The problem is, there is no guarantee that your local maximum is actually global (unless you know more about your function than you are sharing). This is the main limitation of naive gradient ascent - it always fixes on the first local maximum and converges to it. If you don't want to switch to a more robust algorithm, one simple approach that could help is to run n iterations of your code, starting each time from random positions in the function space, and keeping the best maximum you find overall. This Monte Carlo approach increases the odds that you will stumble on the global maximum, at the cost of increasing your run time by a factor n.
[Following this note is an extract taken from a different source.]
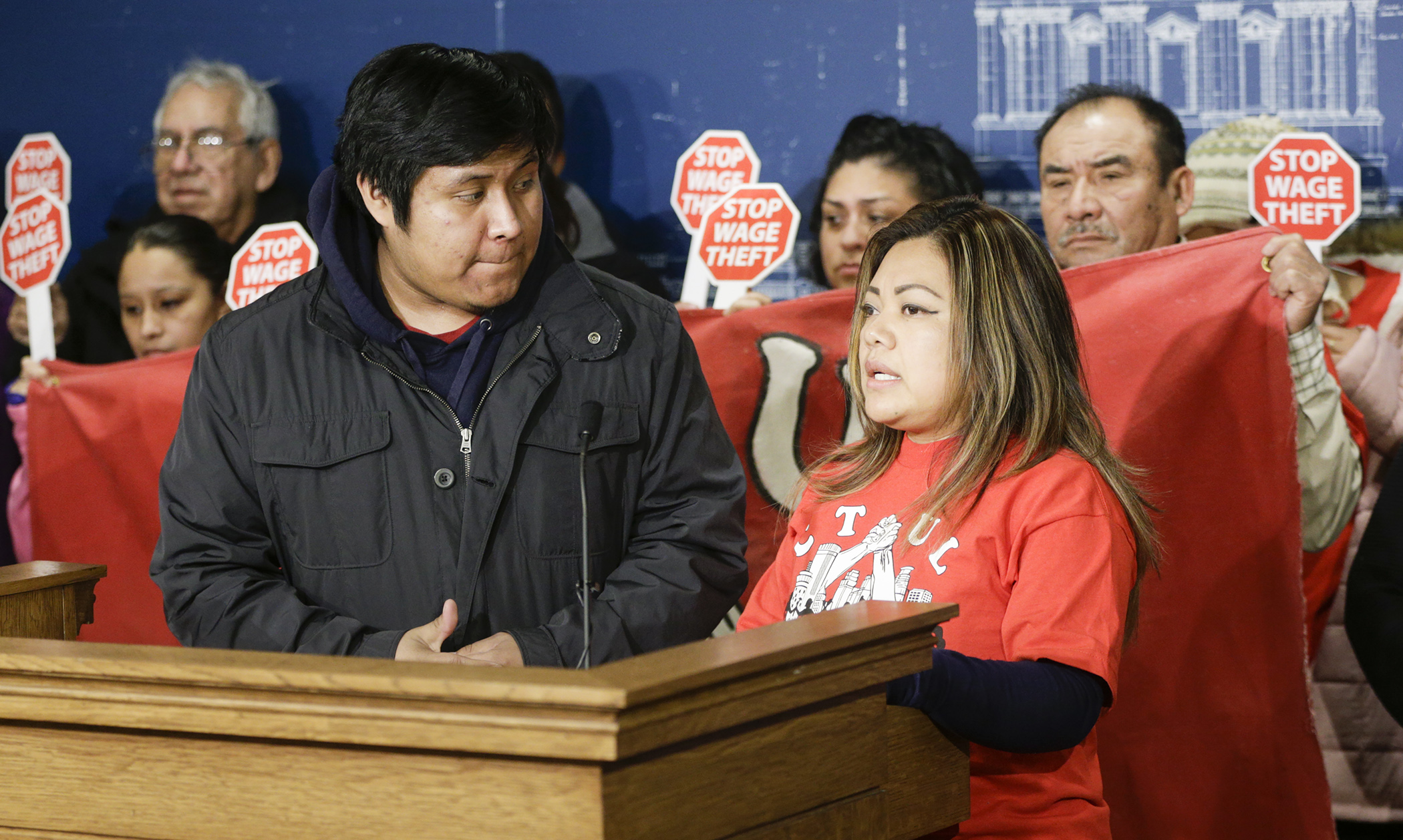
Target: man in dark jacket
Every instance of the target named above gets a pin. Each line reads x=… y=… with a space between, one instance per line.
x=215 y=156
x=392 y=441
How effective this is will depend on the 'bumpiness' of your objective function.
A simple trick to restrict a parameter to be positive is to re-parametrize the problem in terms of its logarithm (make sure to change the gradient appropriately). Of course it is possible that the optimum moves to -infty with this transformation, and the search does not converge.
At each step, constrain the parameter to be positive. This is (in short) the projected gradient method you may want to google about.
I have three suggestions, in order of how much thinking and work you want to do.
First, in gradient descent/ascent, you move each time by the gradient times some factor, which you refer to as a "learning rate factor." If, as you describe, this move causes x to become negative, there are two natural interpretations: Either the gradient was too big, or the learning rate factor was too big. Since you can't control the gradient, take the second interpretation. Check whether your move will cause x to become negative, and if so, cut the learning rate factor in half and try again.
Second, to elaborate on Aniko's answer, let x be your parameter, and f(x) be your function. Then define a new function g(x) = f(e^x), and note that although the domain of f is (0,infinity), the domain of g is (-infinity, infinity). So g cannot suffer the problems that f suffers. Use gradient descent to find the value x_0 that maximizes g. Then e^(x_0), which is positive, maximizes f. To apply gradient descent on g, you need its derivative, which is f'(e^x)*e^x, by the chain rule.
Third, it sounds like you're trying maximize just one function, not write a general maximization routine. You could consider shelving gradient descent, and tailoring the
method of optimization to the idiosyncrasies of your specific function. We would have to know a lot more about the expected behavior of f to help you do that.
Just use Brent's method for minimization. It is stable and fast and the right thing to do if you have only one parameter. It's what the R function optimize uses. The link also contains a simple C++ implementation. And yes, you can give it MIN and MAX parameter value limits.
You're getting good answers here. Reparameterizing is what I would recommend. Also, have you considered another search method, like Metropolis-Hastings? It's actually quite simple once you bull through the scary-looking math, and it gives you standard errors as well as an optimum.